Como veio um artista argentino desaguar ao Alentejo? Posso dizer que eu não fui ao Alentejo, mas sim que o Alentejo invadiu a minha pessoa. O início foi entre 1994 e 1995, trabalhando no Conservatório Regional do Baixo Alentejo [CRBA], que funcionava na Casa da Cultura. Em 1995 ganhei o concurso para dirigir a Orquestra Clássica da Madeira, e, até 2001, permaneci na pérola do Atlântico, afastado da planície dourada. Entre 2005 e 2019 não só lecionei no CRBA, como também tentei abrir portas à cultura, dando conferências em diversos locais.
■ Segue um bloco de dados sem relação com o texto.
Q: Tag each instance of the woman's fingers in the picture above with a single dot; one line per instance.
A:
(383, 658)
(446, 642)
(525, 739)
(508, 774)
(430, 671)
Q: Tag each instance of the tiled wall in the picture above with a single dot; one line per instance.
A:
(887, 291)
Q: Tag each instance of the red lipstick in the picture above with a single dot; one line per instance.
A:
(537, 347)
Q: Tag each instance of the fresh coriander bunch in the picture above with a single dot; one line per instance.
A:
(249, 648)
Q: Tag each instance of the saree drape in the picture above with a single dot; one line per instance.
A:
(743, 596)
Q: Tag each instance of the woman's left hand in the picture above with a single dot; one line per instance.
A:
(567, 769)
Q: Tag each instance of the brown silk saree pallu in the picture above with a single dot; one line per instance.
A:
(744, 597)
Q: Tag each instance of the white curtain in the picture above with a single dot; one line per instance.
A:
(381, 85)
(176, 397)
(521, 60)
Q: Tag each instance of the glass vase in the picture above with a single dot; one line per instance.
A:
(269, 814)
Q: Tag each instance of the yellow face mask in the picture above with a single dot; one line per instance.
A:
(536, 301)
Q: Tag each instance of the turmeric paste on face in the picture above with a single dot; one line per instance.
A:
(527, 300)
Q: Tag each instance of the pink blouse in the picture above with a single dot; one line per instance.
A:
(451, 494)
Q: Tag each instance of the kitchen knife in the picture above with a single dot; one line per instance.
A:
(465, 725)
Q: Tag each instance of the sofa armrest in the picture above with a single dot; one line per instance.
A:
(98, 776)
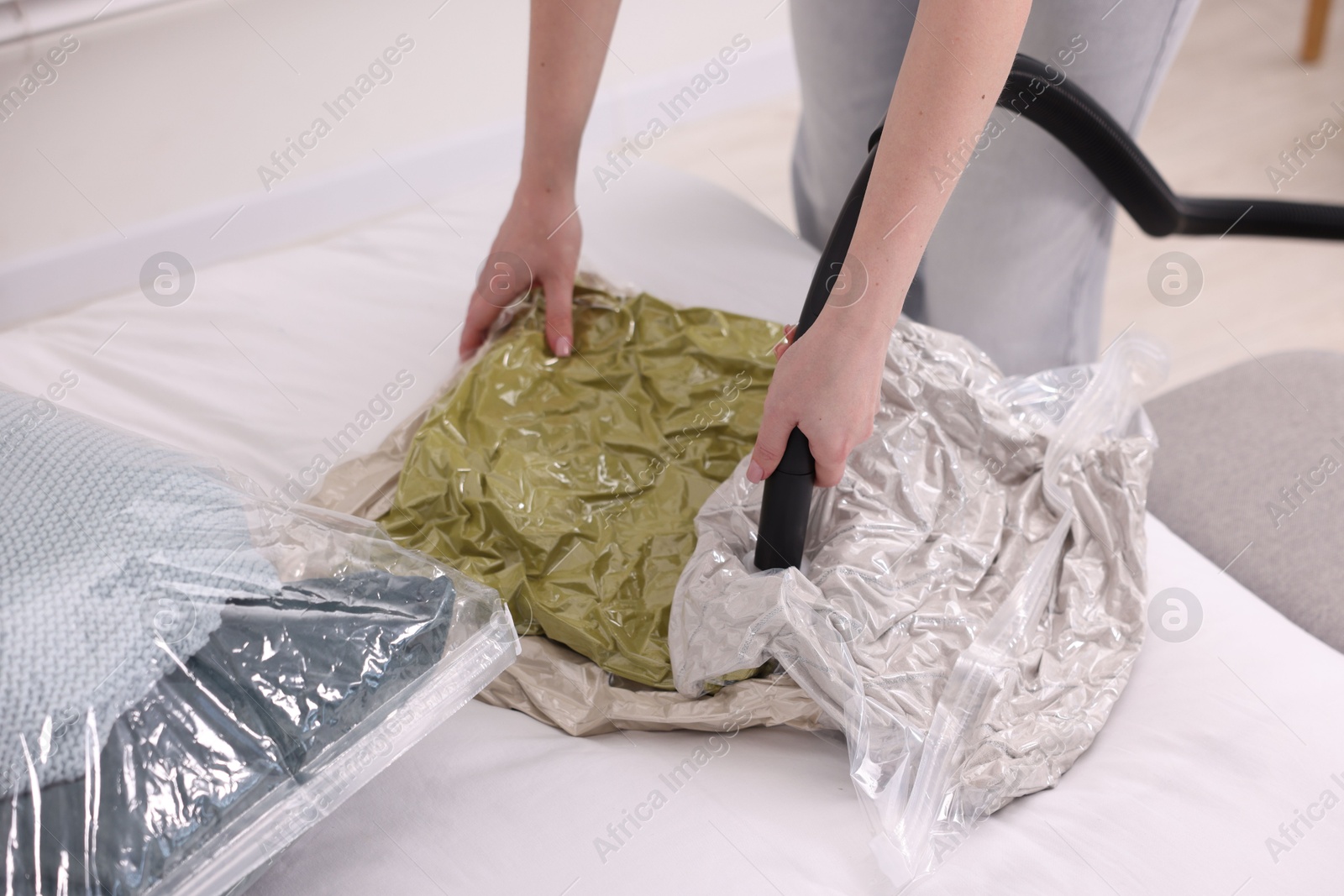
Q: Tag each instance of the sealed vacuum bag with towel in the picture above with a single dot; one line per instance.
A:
(194, 674)
(971, 600)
Em Beja nasceu a minha filha, em Beja fomos felizes, em Beja temos muito amigos.

 

E porque partiu o artista argentino do Alentejo? Dois motivos principais: a educação musical da minha filha, que segundo a minha humilde opinião, tem talento, ia estar comprometida se ficássemos na capital do maior distrito do país; e os desafios que me impunha o CRBA começaram a ser cada vez menos apelativos. Saí à procura de novas “aventuras”. E acabámos rumando a Norte, onde hoje a Maria Helena está a ter uma educação musical de excelência e gratuita. E eu voltei a uma casa que me impõe uma dinâmica de trabalho muito apelativa.

 

Quais os sonhos artísticos do maestro Roberto Pérez? Chegar com saúde e esperança de vida ao momento da minha aposentadoria, ver crescer e acompanhar o percurso de vida e musical da minha filha e viver feliz ao lado da minha esposa. Tudo isto já é uma arte. Viver é uma arte.

 

O que está na manga? Um dia de cada vez. Hoje acabei uma série de 13 peças para piano baseadas no folclore do Ribatejo. Amanhã verei se começo algo relacionado com o Algarve, e assim preencherei a região que falta. Em janeiro escrevi três pequenas óperas para crianças. Quando a coisa acalmar, gostava de escrever algumas memórias boas do meu percurso em Portugal. Tenho 63 anos e penso que isto acontecerá daqui a uns sete outonos. E nessa altura vou colher os frutos das minhas árvores.